Since that liquidation event, open interest has rebuilt in an uneven manner, and liquidity has thinned out around key price levels.
In such a market environment, even a modest price movement of 2% to 3% can trigger a fresh wave of margin calls, creating a cascading effect and a negative feedback loop. The recent breach of the $100,000 mark tripped stop-loss orders, pushing Bitcoin briefly below $99,000 before a slight recovery.
4. Macroeconomic Uncertainty Has Capped Dip-Buying
Market participants are currently awaiting clearer signals from the Federal Reserve's December meeting. Lingering questions persist regarding the future pace of interest rate cuts, the potential impact of a government shutdown in the United States, and ongoing trade tensions between the US and China.
Periods of low policy visibility typically lead to risk reduction by investment funds, who tend to hold higher levels of cash. This cautious approach limits opportunistic buying during price dips and leaves the cryptocurrency market more susceptible to sudden shocks originating from derivatives and ETF flows.

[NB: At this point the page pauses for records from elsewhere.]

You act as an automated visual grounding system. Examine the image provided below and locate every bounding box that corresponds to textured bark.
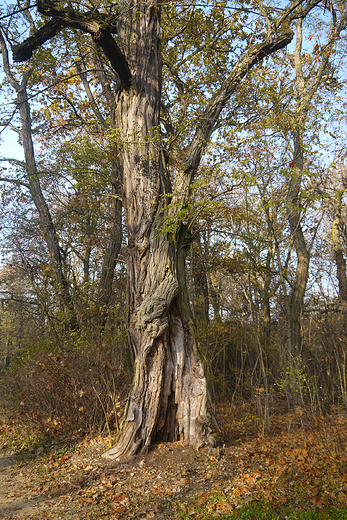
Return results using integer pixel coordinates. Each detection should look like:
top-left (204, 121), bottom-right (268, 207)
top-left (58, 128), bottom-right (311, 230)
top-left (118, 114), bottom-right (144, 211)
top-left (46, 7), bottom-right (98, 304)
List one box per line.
top-left (11, 0), bottom-right (326, 459)
top-left (286, 128), bottom-right (310, 355)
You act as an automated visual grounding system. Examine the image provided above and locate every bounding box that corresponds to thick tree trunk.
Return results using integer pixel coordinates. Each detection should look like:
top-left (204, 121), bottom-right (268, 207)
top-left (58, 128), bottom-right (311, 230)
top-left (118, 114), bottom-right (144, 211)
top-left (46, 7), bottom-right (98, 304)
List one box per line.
top-left (106, 2), bottom-right (212, 459)
top-left (331, 190), bottom-right (347, 322)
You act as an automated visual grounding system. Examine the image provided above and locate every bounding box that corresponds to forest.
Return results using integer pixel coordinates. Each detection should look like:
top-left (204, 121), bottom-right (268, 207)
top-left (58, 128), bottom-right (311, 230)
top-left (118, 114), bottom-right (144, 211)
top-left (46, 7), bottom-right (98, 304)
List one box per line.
top-left (0, 0), bottom-right (347, 518)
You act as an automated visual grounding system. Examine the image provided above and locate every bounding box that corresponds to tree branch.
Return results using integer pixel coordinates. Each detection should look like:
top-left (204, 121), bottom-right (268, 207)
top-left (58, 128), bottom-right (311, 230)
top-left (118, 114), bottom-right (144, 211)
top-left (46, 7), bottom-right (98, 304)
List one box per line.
top-left (13, 0), bottom-right (131, 90)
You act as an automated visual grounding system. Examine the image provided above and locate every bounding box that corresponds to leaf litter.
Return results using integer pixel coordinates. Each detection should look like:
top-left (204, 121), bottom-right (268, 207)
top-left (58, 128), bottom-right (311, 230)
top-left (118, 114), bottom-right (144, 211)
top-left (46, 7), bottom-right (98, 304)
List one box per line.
top-left (0, 405), bottom-right (347, 520)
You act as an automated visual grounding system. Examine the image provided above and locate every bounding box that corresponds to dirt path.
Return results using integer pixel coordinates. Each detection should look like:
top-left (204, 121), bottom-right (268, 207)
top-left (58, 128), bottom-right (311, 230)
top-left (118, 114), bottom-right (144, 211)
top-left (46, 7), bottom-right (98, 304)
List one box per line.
top-left (0, 416), bottom-right (347, 520)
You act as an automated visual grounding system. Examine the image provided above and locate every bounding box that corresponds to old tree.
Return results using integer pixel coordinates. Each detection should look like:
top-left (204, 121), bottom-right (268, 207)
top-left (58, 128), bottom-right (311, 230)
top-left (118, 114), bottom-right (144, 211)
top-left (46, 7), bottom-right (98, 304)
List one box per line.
top-left (13, 0), bottom-right (325, 459)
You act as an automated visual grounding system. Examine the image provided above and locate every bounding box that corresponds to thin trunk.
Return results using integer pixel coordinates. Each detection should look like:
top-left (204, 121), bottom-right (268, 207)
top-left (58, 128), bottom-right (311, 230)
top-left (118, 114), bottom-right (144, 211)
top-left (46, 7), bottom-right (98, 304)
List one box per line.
top-left (286, 128), bottom-right (310, 355)
top-left (193, 238), bottom-right (210, 330)
top-left (331, 190), bottom-right (347, 322)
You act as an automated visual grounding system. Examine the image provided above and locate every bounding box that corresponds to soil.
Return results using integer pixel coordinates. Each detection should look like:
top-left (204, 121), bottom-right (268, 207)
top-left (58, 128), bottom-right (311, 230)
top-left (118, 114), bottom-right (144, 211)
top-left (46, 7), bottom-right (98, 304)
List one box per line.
top-left (0, 410), bottom-right (347, 520)
top-left (0, 438), bottom-right (237, 520)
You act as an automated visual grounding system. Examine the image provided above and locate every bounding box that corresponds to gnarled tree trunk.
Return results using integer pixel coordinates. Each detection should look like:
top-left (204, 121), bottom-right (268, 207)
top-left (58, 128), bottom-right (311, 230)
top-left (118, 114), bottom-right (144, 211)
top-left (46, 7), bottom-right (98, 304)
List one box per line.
top-left (106, 2), bottom-right (212, 458)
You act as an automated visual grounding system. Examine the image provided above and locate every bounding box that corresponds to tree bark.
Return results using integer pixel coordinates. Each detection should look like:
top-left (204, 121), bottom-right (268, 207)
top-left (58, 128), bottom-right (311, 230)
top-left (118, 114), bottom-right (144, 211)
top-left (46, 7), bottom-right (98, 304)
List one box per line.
top-left (10, 0), bottom-right (319, 459)
top-left (331, 185), bottom-right (347, 322)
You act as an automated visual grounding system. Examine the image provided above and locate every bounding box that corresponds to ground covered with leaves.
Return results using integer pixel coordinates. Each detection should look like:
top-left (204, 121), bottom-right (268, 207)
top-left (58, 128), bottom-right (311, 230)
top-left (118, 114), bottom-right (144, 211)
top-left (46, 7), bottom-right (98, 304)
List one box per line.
top-left (0, 404), bottom-right (347, 520)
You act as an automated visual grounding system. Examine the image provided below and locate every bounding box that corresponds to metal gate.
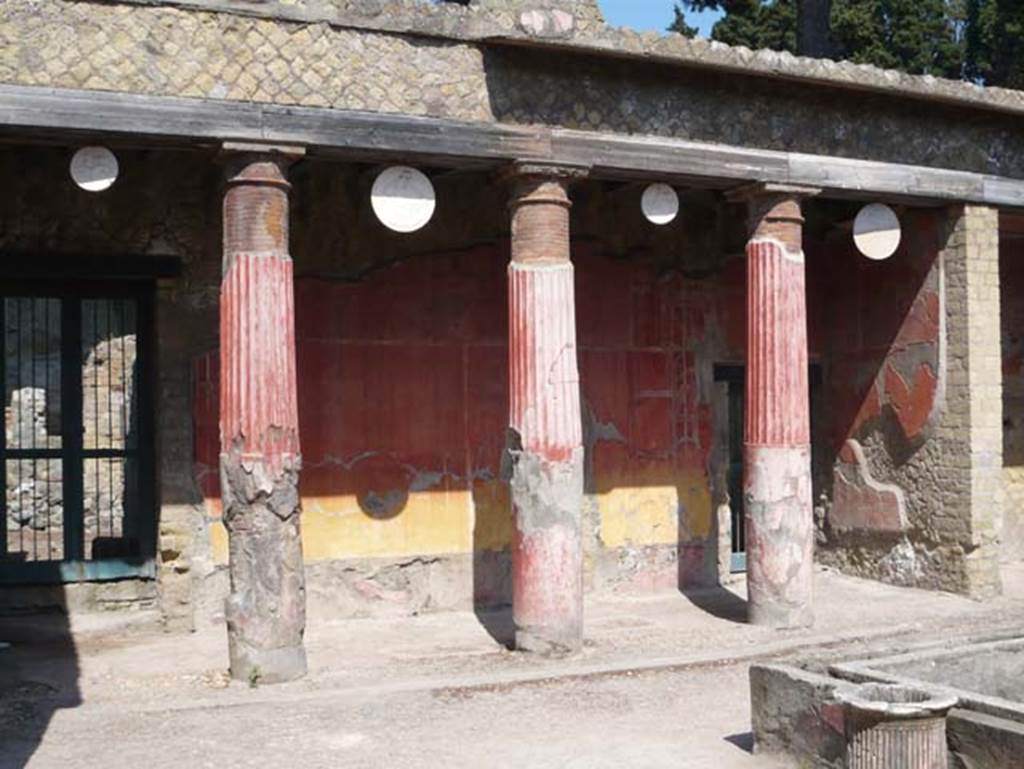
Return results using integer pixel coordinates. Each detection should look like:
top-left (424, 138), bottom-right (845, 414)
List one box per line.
top-left (0, 283), bottom-right (156, 584)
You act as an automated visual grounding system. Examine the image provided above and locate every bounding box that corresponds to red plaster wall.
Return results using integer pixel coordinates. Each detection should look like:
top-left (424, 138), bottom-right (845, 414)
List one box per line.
top-left (816, 207), bottom-right (941, 452)
top-left (193, 245), bottom-right (798, 583)
top-left (816, 207), bottom-right (943, 536)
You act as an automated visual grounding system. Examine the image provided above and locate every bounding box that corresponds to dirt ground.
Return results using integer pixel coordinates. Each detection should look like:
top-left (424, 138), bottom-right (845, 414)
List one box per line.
top-left (0, 565), bottom-right (1024, 769)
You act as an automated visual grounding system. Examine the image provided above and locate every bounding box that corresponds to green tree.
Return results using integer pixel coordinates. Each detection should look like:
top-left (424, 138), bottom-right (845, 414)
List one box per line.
top-left (830, 0), bottom-right (964, 78)
top-left (669, 0), bottom-right (797, 51)
top-left (964, 0), bottom-right (1024, 89)
top-left (669, 3), bottom-right (697, 38)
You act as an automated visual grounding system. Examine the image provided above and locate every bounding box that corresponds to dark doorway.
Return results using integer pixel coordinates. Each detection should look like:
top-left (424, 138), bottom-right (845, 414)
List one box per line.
top-left (0, 282), bottom-right (156, 584)
top-left (715, 364), bottom-right (823, 573)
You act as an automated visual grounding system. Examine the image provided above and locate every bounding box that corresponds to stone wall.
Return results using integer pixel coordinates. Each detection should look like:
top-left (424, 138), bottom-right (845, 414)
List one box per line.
top-left (819, 207), bottom-right (1002, 597)
top-left (999, 225), bottom-right (1024, 561)
top-left (4, 321), bottom-right (138, 561)
top-left (6, 0), bottom-right (1024, 177)
top-left (0, 146), bottom-right (220, 627)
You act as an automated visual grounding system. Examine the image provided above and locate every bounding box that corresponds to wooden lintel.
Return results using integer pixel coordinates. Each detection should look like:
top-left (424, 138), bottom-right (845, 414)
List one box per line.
top-left (0, 85), bottom-right (1024, 208)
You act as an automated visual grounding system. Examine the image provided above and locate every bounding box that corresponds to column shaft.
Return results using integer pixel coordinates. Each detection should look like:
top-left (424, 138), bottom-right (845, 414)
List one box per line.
top-left (508, 167), bottom-right (583, 653)
top-left (743, 193), bottom-right (814, 628)
top-left (220, 155), bottom-right (306, 682)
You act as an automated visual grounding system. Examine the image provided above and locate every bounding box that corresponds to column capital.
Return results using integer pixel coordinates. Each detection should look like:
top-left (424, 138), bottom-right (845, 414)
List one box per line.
top-left (218, 141), bottom-right (306, 189)
top-left (725, 181), bottom-right (821, 203)
top-left (728, 181), bottom-right (821, 247)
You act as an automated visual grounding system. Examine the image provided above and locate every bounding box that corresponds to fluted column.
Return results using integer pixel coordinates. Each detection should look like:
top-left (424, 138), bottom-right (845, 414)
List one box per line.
top-left (220, 148), bottom-right (306, 683)
top-left (508, 164), bottom-right (583, 653)
top-left (742, 184), bottom-right (815, 628)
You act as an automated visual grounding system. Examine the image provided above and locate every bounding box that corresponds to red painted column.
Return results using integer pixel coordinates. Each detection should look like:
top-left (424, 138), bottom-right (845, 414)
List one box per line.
top-left (508, 164), bottom-right (583, 653)
top-left (743, 185), bottom-right (814, 628)
top-left (220, 152), bottom-right (306, 683)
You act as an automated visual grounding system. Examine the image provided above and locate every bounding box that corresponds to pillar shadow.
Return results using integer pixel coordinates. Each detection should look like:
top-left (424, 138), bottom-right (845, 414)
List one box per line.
top-left (681, 587), bottom-right (746, 625)
top-left (723, 732), bottom-right (754, 754)
top-left (0, 587), bottom-right (82, 769)
top-left (471, 466), bottom-right (515, 649)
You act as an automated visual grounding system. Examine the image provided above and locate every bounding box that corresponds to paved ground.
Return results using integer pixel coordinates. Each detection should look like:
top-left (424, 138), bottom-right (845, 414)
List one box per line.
top-left (0, 567), bottom-right (1024, 769)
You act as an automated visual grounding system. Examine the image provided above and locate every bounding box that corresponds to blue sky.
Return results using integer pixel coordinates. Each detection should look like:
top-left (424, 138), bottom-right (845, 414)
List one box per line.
top-left (600, 0), bottom-right (720, 37)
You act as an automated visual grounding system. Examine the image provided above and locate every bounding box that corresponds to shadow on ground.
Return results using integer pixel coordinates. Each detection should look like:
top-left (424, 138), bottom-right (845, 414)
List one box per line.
top-left (680, 587), bottom-right (746, 624)
top-left (724, 731), bottom-right (754, 753)
top-left (0, 606), bottom-right (82, 769)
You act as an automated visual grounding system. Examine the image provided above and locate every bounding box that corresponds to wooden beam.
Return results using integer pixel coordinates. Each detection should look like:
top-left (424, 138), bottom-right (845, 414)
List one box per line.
top-left (0, 85), bottom-right (1024, 208)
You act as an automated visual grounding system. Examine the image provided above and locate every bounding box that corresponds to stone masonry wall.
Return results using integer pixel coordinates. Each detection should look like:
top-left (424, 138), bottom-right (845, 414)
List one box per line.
top-left (0, 145), bottom-right (220, 627)
top-left (0, 0), bottom-right (493, 121)
top-left (946, 206), bottom-right (1005, 596)
top-left (818, 207), bottom-right (1002, 596)
top-left (0, 0), bottom-right (1024, 177)
top-left (999, 225), bottom-right (1024, 561)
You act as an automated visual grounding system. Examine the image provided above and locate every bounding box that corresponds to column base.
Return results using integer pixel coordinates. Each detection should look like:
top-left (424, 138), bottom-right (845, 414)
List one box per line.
top-left (743, 445), bottom-right (814, 629)
top-left (227, 638), bottom-right (307, 685)
top-left (511, 448), bottom-right (583, 655)
top-left (220, 455), bottom-right (306, 683)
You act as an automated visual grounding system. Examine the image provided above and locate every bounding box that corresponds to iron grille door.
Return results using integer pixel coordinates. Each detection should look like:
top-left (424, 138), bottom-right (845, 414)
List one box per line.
top-left (0, 284), bottom-right (156, 584)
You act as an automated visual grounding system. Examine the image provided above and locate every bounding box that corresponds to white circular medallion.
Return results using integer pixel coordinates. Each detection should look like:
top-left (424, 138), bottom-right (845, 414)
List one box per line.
top-left (71, 146), bottom-right (119, 193)
top-left (370, 166), bottom-right (437, 232)
top-left (640, 182), bottom-right (679, 226)
top-left (853, 203), bottom-right (902, 261)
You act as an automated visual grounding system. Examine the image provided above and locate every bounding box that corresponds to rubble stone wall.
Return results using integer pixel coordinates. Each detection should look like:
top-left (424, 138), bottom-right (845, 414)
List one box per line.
top-left (6, 0), bottom-right (1024, 178)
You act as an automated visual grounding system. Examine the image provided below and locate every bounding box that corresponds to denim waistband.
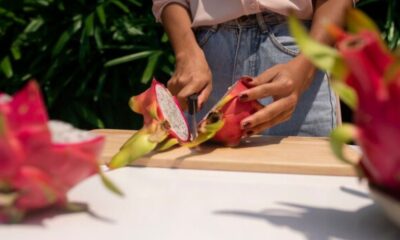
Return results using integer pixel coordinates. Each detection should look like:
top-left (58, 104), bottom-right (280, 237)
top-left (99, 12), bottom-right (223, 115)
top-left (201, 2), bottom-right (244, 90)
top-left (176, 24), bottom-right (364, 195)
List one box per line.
top-left (220, 12), bottom-right (286, 27)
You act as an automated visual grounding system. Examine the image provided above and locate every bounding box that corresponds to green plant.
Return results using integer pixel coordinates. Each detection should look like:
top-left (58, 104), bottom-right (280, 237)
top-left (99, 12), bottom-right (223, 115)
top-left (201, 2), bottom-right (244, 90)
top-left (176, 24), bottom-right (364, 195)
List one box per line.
top-left (357, 0), bottom-right (400, 49)
top-left (0, 0), bottom-right (174, 128)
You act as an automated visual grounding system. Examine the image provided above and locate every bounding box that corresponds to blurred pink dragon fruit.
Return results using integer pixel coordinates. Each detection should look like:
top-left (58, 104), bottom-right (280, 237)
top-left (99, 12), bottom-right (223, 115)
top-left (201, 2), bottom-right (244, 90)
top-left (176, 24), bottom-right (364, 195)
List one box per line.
top-left (290, 9), bottom-right (400, 196)
top-left (0, 81), bottom-right (119, 222)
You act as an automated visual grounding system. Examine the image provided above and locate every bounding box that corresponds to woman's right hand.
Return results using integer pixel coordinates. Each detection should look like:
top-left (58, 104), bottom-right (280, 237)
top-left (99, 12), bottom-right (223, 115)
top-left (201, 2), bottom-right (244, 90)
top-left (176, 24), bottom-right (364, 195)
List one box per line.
top-left (168, 47), bottom-right (212, 108)
top-left (161, 3), bottom-right (212, 109)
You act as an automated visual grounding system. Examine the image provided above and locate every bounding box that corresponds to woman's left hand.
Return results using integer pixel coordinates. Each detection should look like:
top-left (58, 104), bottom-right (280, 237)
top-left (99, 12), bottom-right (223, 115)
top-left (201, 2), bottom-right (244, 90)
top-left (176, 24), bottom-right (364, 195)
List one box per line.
top-left (239, 55), bottom-right (315, 136)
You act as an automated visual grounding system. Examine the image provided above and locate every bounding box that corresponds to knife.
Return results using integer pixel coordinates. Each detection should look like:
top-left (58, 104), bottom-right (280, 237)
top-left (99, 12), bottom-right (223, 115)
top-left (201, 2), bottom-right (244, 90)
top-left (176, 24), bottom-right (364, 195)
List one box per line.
top-left (187, 94), bottom-right (199, 141)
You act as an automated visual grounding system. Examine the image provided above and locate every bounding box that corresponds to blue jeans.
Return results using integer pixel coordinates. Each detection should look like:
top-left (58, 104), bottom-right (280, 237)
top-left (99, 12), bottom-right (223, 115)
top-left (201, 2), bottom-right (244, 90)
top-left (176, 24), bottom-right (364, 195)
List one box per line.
top-left (195, 13), bottom-right (337, 136)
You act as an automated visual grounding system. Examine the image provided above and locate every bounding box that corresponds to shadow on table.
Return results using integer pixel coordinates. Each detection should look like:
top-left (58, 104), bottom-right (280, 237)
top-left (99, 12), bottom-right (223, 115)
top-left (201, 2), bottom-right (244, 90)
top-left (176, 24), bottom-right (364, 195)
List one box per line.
top-left (215, 188), bottom-right (400, 240)
top-left (0, 202), bottom-right (115, 228)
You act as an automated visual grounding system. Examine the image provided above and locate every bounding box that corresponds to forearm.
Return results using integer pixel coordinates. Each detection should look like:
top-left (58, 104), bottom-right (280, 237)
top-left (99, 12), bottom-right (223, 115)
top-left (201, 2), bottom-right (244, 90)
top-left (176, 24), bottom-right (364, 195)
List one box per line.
top-left (161, 3), bottom-right (200, 59)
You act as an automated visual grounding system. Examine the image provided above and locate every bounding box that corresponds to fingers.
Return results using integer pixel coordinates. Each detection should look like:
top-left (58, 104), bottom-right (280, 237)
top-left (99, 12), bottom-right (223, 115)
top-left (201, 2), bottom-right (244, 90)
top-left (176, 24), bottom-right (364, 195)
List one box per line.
top-left (167, 70), bottom-right (212, 109)
top-left (239, 74), bottom-right (294, 101)
top-left (197, 82), bottom-right (212, 109)
top-left (241, 94), bottom-right (297, 135)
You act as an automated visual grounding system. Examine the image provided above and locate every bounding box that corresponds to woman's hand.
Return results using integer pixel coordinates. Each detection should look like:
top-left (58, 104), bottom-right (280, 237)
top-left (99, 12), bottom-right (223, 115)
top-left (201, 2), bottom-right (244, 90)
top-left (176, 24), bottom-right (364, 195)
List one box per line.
top-left (240, 55), bottom-right (315, 136)
top-left (161, 2), bottom-right (212, 108)
top-left (168, 48), bottom-right (212, 108)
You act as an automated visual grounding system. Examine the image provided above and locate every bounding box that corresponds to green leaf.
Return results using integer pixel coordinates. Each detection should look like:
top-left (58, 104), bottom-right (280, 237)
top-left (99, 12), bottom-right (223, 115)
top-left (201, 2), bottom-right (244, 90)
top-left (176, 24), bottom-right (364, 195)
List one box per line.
top-left (104, 51), bottom-right (154, 67)
top-left (99, 170), bottom-right (124, 197)
top-left (51, 19), bottom-right (82, 57)
top-left (330, 124), bottom-right (357, 165)
top-left (107, 128), bottom-right (158, 169)
top-left (85, 14), bottom-right (94, 36)
top-left (140, 51), bottom-right (162, 84)
top-left (332, 80), bottom-right (357, 110)
top-left (96, 4), bottom-right (107, 27)
top-left (0, 56), bottom-right (14, 78)
top-left (289, 15), bottom-right (347, 80)
top-left (111, 0), bottom-right (130, 13)
top-left (346, 8), bottom-right (379, 34)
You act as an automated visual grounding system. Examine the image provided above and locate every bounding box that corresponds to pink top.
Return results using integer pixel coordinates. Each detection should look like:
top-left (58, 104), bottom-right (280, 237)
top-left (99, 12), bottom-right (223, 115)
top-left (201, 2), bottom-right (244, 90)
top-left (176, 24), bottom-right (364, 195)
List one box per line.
top-left (153, 0), bottom-right (313, 27)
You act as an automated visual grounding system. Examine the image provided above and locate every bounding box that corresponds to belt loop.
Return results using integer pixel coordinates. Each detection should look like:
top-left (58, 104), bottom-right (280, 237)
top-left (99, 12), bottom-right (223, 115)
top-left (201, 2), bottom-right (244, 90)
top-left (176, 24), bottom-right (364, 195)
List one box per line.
top-left (211, 24), bottom-right (219, 32)
top-left (256, 13), bottom-right (268, 32)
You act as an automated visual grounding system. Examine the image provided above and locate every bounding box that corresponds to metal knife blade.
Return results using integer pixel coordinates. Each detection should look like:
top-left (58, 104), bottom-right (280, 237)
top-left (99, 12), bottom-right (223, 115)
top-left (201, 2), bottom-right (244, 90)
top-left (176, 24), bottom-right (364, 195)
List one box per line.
top-left (187, 94), bottom-right (198, 141)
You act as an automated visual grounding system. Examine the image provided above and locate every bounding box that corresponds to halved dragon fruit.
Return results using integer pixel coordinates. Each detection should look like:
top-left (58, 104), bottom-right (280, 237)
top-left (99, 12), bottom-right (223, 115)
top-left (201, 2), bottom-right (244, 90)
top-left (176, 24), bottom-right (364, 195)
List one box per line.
top-left (0, 81), bottom-right (120, 222)
top-left (108, 79), bottom-right (262, 168)
top-left (290, 9), bottom-right (400, 196)
top-left (108, 79), bottom-right (190, 168)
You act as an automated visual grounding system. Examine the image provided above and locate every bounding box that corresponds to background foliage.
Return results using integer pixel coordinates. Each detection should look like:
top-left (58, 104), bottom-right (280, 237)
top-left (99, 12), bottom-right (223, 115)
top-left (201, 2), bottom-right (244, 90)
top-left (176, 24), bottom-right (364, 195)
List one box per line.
top-left (0, 0), bottom-right (400, 129)
top-left (0, 0), bottom-right (174, 128)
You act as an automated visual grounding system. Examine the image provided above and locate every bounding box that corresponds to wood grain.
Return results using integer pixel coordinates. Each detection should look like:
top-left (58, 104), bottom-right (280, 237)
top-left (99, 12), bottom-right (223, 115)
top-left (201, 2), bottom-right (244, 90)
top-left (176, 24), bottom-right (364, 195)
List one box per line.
top-left (93, 129), bottom-right (359, 176)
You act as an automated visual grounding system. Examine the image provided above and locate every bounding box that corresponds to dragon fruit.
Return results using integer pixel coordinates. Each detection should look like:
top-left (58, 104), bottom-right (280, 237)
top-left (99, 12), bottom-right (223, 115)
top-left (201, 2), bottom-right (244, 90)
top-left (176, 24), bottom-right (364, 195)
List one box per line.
top-left (290, 9), bottom-right (400, 196)
top-left (199, 77), bottom-right (263, 146)
top-left (108, 78), bottom-right (262, 168)
top-left (0, 81), bottom-right (121, 222)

5. Rotation and a Failed "Uptober"
Historically, October has often been a positive month for the cryptocurrency market. However, this year, the anticipated rally did not materialize.
Some capital rotated into the equity markets during the recent earnings season, while Bitcoin experienced a stall in its price momentum after reaching its early-month high.
With Bitcoin now down approximately 21% from its peak of $126,200 and showing a year-to-date gain of roughly 8%, several ambitious year-end price targets appear less achievable based on current momentum. This recalibration of expectations has dampened enthusiasm for buying potential breakouts and shifted the focus towards capital preservation.

What to Watch Next
Key levels of support and liquidity around $98,000 to $100,000 will be critical to monitor as the daily trading session concludes. Investors should pay close attention to spot ETF flows, the balances held on exchanges by older wallets, and the funding rates on major futures trading platforms.
Any new policy indications from Federal Reserve officials leading up to the December meeting could significantly influence risk appetite across markets. A stabilization of Ethereum near $3,300 would provide a positive signal for broader large-cap cryptocurrency sentiment, while a further decline in Bitcoin's price could necessitate additional deleveraging across the altcoin market.